In which I bake walnut and cheese biscotti and make a dead Italian baker proud.
This walnut and cheese biscotti was the first biscotti I ever attempted to make, but I realized last night that I'd never blogged about it. Then I looked back through my pictures and realized why--I took very few pictures of the process, AND it was after dark when I was baking. After dark = super bad pictures. I'm not a great photographer, but I take bad food photographs very personally now, like I'm the Ansel Adams of biscotti photography. (Which would be amazing, by the way.)
But I think homemade biscotti should become a thing in the U.S. because it's perfect for home bakers who want to bake something from scratch but who don't have four hours to make bread. (Don't tell me to use a bread machine. I've got a big problem with bread machines, and that problem is in regards to the 1/2-inch-thick, super-hard crust. Oh, the crust isn't really a 1/2" thick, you say? Tell that to my molars. People look like dogs gnawing on bones when they're eating bread machine bread.)
Every recipe is a little awkward the very first time you make it, but these biscotti recipes aren't even very awkward to make the first time. I found the entire recipe (from the Great British Bake Off Celebrations cookbook) on Google books, so I think it's okay for me to include the screenshots here.
I took no pictures of the biscotti-making process because Teddy, our son, was "helping" me and because I'm sure he had my phone to go live on Facebook while he was sitting on the counter.

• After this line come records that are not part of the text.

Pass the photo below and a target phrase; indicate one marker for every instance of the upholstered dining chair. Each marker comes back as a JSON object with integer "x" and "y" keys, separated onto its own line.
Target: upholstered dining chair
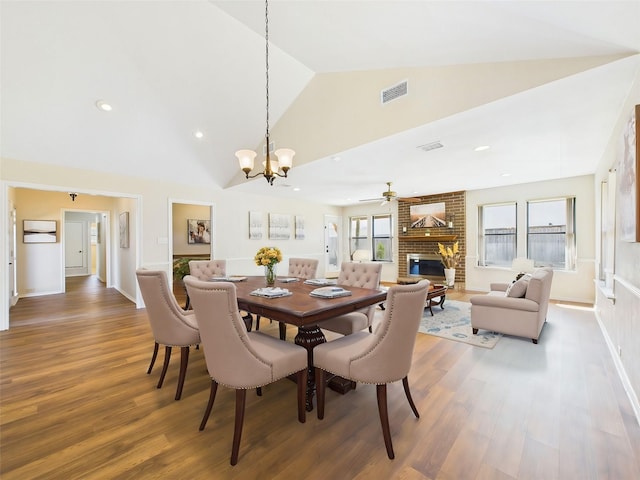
{"x": 303, "y": 268}
{"x": 170, "y": 324}
{"x": 354, "y": 274}
{"x": 205, "y": 270}
{"x": 239, "y": 359}
{"x": 381, "y": 357}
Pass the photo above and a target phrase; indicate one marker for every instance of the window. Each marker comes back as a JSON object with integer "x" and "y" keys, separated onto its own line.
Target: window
{"x": 497, "y": 232}
{"x": 358, "y": 234}
{"x": 551, "y": 239}
{"x": 382, "y": 238}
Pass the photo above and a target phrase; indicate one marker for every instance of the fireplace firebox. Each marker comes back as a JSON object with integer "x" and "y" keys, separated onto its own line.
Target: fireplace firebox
{"x": 425, "y": 266}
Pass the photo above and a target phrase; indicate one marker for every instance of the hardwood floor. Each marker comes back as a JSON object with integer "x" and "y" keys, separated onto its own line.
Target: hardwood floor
{"x": 76, "y": 403}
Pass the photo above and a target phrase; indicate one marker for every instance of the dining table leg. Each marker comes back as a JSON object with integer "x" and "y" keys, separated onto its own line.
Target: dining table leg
{"x": 308, "y": 337}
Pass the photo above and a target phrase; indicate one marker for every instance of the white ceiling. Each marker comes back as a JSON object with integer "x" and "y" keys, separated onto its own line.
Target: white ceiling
{"x": 170, "y": 68}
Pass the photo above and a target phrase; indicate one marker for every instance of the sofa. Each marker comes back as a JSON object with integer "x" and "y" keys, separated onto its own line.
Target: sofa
{"x": 517, "y": 308}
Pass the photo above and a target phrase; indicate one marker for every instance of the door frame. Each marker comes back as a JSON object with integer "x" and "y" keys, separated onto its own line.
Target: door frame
{"x": 5, "y": 300}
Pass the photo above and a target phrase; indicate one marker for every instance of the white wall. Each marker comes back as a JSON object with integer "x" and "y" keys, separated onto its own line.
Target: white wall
{"x": 147, "y": 203}
{"x": 578, "y": 285}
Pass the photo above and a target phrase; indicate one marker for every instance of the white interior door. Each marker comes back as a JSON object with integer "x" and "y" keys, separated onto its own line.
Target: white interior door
{"x": 332, "y": 257}
{"x": 75, "y": 251}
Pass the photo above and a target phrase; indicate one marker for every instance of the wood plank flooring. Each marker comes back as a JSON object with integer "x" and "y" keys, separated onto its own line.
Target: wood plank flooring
{"x": 76, "y": 403}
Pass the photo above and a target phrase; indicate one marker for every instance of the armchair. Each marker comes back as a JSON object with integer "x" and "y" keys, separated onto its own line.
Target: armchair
{"x": 517, "y": 309}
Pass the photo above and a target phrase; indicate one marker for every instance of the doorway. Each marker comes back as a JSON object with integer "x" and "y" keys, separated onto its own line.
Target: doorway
{"x": 332, "y": 257}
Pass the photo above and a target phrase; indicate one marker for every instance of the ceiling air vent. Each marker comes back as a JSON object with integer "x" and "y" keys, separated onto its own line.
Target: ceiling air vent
{"x": 391, "y": 93}
{"x": 430, "y": 146}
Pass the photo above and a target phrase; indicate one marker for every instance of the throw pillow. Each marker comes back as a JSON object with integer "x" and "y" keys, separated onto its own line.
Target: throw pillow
{"x": 518, "y": 289}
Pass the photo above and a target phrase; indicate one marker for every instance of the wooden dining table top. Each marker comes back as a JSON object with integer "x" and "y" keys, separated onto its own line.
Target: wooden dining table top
{"x": 300, "y": 308}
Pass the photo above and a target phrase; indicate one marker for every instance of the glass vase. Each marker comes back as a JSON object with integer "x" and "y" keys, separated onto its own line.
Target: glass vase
{"x": 270, "y": 275}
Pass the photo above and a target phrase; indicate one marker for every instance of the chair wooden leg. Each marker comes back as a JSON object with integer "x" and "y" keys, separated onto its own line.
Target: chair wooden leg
{"x": 241, "y": 396}
{"x": 407, "y": 392}
{"x": 320, "y": 389}
{"x": 184, "y": 361}
{"x": 212, "y": 397}
{"x": 301, "y": 380}
{"x": 282, "y": 327}
{"x": 165, "y": 365}
{"x": 153, "y": 357}
{"x": 381, "y": 391}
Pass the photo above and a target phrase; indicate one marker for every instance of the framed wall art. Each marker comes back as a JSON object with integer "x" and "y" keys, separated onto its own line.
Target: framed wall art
{"x": 430, "y": 215}
{"x": 198, "y": 231}
{"x": 39, "y": 231}
{"x": 628, "y": 180}
{"x": 124, "y": 230}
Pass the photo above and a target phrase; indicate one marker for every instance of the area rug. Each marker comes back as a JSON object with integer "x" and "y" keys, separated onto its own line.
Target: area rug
{"x": 453, "y": 323}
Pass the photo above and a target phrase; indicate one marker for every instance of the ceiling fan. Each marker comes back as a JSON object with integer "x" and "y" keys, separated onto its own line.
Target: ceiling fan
{"x": 390, "y": 195}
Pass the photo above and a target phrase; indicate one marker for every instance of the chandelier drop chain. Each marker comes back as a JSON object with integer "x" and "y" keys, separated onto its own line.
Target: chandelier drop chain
{"x": 284, "y": 156}
{"x": 266, "y": 37}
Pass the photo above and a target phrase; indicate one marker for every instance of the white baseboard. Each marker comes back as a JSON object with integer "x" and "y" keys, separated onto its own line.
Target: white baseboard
{"x": 633, "y": 398}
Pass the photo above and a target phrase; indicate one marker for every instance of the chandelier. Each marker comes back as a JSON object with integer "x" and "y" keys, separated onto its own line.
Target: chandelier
{"x": 284, "y": 161}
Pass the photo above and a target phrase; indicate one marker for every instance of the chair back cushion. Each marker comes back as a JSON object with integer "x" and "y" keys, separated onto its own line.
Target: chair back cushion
{"x": 207, "y": 269}
{"x": 389, "y": 358}
{"x": 231, "y": 359}
{"x": 539, "y": 289}
{"x": 169, "y": 323}
{"x": 303, "y": 267}
{"x": 364, "y": 275}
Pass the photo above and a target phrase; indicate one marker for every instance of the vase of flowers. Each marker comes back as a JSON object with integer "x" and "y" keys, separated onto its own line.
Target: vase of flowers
{"x": 449, "y": 256}
{"x": 269, "y": 257}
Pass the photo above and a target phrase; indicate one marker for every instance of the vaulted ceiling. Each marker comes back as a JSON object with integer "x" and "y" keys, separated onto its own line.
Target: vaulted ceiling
{"x": 542, "y": 83}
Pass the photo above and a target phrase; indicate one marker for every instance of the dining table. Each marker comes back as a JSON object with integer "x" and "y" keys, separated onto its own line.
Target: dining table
{"x": 305, "y": 311}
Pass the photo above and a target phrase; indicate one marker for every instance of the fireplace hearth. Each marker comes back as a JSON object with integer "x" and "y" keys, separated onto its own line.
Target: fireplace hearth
{"x": 425, "y": 266}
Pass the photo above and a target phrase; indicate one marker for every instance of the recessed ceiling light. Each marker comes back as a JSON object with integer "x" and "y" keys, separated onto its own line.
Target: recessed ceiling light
{"x": 104, "y": 106}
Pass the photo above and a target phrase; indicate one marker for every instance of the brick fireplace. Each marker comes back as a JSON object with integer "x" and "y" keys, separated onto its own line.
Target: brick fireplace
{"x": 412, "y": 241}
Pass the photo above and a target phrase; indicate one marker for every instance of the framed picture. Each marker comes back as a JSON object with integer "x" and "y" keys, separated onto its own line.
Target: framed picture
{"x": 198, "y": 231}
{"x": 628, "y": 180}
{"x": 430, "y": 215}
{"x": 255, "y": 225}
{"x": 39, "y": 231}
{"x": 279, "y": 226}
{"x": 124, "y": 230}
{"x": 299, "y": 221}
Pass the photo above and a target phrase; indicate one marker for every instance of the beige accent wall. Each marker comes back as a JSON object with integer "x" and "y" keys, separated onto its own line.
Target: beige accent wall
{"x": 339, "y": 111}
{"x": 46, "y": 192}
{"x": 574, "y": 286}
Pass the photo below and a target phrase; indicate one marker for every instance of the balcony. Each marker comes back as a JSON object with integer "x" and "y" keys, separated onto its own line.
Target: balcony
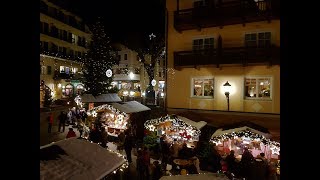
{"x": 233, "y": 55}
{"x": 226, "y": 13}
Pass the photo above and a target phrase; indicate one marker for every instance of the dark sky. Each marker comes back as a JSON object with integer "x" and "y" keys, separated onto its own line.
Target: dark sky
{"x": 124, "y": 18}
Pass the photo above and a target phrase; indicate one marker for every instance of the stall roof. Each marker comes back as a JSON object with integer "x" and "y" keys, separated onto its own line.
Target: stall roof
{"x": 77, "y": 159}
{"x": 130, "y": 107}
{"x": 206, "y": 176}
{"x": 231, "y": 129}
{"x": 198, "y": 125}
{"x": 107, "y": 98}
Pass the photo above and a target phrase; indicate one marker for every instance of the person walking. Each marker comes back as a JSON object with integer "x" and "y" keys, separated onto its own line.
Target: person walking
{"x": 71, "y": 133}
{"x": 128, "y": 146}
{"x": 50, "y": 121}
{"x": 62, "y": 121}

So, the only pictures I have are of the completed biscotti, and the pictures are pretty bad because the lighting was so bad. (And the biscotti turn out kind of orange, anyway.) Hopefully, though, you'll be able to get the feel for their texture and general appearance.
The picture from the cookbook:
The finished product:
I made this biscotti for my husband, and he . . . got his money's worth out of them. He piled them high with various toppings and polished them off in 2-3 meals (and Instagrammed them):
I picture these with with melted cheese on top or with some sort of cream-based spread, but sky's the limit. Go out there and spread your biscotti wings, people! Make Antonio Mattei proud! (He's the person who developed the original biscotti recipe. He's dead, but you can still make his spirit proud unless you're an atheist. Then, you should just bake biscotti for the experience of it before you die and your light is extinguished for all eternity.)